Maria Antónia Fiadeiro, jornalista, feminista e activista da legalização do aborto, morreu esta quinta-feira, aos 81 anos, vítima de uma paragem cardiorrespiratória. O velório terá lugar domingo, a partir das 17h30 horas na Basílica da Estrela, em Lisboa. O funeral será segunda-feira, no crematório do Cemitério do Alto de São João.​

Jornalista durante toda a vida, Maria Antónia Fiadeiro destacou-se pelo seu empenho no movimento feminista e na luta pela despenalização do aborto. Em 2020, em entrevista ao PÚBLICO, contava como gostava de ser recordada: "Uma mulher que trabalhou toda a vida! Que se interessou toda a vida pelas mulheres, sim. Mas não sempre da mesma maneira. Foi variando conforme os temas mais crus. Por exemplo, no tempo do aborto: era o último recurso, mas no fundo era o primeiro".

Filha dos activistas anti-fascistas Stella Piteira Santos e Inácio Fiadeiro, Maria Antónia esteve presa duas vezes. A primeira em 1962, durante a crise académica, e a segunda dez anos mais tarde, quando regressa a Lisboa com os dois filhos, vinda do Brasil onde havia iniciado a sua carreira de jornalista. "Foi uma espécie de castigo", contaria sobre o período de um mês em que esteve presa nos anos 70.

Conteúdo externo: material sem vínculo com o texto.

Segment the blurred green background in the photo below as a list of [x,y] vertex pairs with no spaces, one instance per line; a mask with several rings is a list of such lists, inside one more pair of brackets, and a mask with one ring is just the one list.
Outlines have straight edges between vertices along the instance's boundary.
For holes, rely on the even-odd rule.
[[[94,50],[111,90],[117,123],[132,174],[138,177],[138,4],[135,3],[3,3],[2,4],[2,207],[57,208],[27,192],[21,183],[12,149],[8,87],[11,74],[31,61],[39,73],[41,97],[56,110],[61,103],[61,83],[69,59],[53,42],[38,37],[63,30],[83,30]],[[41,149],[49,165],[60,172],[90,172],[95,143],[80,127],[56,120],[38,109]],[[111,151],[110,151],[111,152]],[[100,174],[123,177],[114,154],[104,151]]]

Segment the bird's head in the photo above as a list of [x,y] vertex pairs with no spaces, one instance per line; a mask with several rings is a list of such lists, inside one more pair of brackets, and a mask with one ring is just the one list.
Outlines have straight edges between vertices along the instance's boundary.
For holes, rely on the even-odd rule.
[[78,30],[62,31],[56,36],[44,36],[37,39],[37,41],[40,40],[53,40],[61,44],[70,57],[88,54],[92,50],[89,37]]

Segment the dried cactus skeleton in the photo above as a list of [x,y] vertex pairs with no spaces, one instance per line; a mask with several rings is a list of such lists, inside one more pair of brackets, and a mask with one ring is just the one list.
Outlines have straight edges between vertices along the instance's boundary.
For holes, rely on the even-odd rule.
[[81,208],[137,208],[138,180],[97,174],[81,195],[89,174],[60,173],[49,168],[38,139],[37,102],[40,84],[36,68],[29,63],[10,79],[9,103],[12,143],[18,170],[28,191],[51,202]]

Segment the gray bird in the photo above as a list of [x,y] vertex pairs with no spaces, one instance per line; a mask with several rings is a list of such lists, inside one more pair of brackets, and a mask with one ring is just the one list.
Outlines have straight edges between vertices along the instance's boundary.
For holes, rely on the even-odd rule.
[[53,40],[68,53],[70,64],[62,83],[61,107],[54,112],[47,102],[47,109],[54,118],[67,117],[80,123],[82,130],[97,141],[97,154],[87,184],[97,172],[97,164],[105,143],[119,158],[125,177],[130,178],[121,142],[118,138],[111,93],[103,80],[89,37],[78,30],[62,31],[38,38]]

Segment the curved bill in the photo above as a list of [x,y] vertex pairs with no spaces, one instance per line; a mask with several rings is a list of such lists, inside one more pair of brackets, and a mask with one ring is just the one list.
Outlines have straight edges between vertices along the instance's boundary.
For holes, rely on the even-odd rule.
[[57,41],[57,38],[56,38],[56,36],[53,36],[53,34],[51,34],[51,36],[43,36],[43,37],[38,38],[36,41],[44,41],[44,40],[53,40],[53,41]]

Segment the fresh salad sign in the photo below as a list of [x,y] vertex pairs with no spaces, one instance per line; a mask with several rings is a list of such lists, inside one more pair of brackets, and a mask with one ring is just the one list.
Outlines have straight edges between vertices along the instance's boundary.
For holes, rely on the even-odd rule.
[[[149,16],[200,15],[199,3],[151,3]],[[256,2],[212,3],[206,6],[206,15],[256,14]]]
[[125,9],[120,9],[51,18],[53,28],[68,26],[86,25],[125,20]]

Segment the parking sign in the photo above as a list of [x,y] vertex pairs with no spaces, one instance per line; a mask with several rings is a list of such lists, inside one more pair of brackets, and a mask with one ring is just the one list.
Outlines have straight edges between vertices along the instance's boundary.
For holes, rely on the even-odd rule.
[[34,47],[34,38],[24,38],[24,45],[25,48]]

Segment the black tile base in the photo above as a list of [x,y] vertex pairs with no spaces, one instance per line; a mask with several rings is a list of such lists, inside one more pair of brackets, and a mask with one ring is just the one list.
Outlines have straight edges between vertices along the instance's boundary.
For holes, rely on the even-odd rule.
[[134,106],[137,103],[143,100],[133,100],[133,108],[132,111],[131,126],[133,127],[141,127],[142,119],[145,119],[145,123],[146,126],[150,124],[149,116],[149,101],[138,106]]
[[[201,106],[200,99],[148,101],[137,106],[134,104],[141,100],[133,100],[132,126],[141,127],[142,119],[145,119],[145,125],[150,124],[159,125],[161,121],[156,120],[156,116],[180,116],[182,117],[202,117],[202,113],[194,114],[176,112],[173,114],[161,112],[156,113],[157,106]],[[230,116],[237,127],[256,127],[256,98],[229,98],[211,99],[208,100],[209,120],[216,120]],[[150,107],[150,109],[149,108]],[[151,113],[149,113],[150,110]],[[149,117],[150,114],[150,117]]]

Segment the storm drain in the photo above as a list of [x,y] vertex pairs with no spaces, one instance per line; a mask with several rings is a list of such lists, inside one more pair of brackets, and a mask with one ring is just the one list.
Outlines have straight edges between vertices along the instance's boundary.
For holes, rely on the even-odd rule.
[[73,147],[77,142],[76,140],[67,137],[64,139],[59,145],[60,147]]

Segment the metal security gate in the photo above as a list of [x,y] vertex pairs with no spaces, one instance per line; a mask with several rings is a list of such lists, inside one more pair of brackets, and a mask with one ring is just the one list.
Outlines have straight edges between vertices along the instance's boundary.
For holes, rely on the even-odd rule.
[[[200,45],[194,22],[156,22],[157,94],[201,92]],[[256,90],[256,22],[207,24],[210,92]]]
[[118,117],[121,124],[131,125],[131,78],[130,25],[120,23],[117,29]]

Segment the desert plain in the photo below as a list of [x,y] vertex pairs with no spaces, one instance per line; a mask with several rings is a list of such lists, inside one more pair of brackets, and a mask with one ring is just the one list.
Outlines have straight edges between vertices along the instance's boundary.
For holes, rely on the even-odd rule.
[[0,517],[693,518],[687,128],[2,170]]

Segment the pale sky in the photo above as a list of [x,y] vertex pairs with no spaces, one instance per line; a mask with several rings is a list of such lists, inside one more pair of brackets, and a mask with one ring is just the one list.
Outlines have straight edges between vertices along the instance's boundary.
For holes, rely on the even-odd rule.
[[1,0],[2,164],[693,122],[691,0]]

Tendo sempre como exemplo de vida Maria Lamas, sobre quem escreveu uma biografia, participou na fundação da Liga dos Direitos das Mulheres, fez parte da direcção da Associação para o Planeamento Familiar e escreveu em 1984 um livro que foi uma pedrada no charco na altura: "Aborto, O crime está na Lei", onde defendia a despenalização da interrupção voluntária da gravidez.

"O fio condutor é o dar à luz e o que isso significava na vida de uma mulher e nos sonhos de uma mulher. Em tudo. [A despenalização do aborto] foi uma grande luta. Foi uma luta dominante do século xx, que foi o século das mulheres", recordava, na mesma entrevista ao PÚBLICO em 2020.

Profissionalmente, foi directora literária nas Publicações Europa-América, chefe de redacção da revista Modas e Bordados do jornal O Século, dirigente do Sindicato dos Jornalistas, juntamente com a sua amiga Maria Antónia Palla.

"Fui sempre feminista mesmo quando não sabia que era. A pessoa não larga os seus sonhos, os seus ideais, assim a qualquer hora. Ainda há muito a fazer pelas mulheres, e são elas que têm de o fazer. Sobretudo no quotidiano. Acho que as mulheres, nestas lutas, ganharam muita coisa e perderam muita coisa também. E uma das coisas que perderam é o tempo. O tempo livre que tinham — ou que pensavam que tinham, não importa, viviam-no como tal — perderam-no e têm de o recuperar porque faz-lhes falta. Faz parte da vida delas, dos seus sonhos, do seu futuro. E do seu quotidiano", defendia.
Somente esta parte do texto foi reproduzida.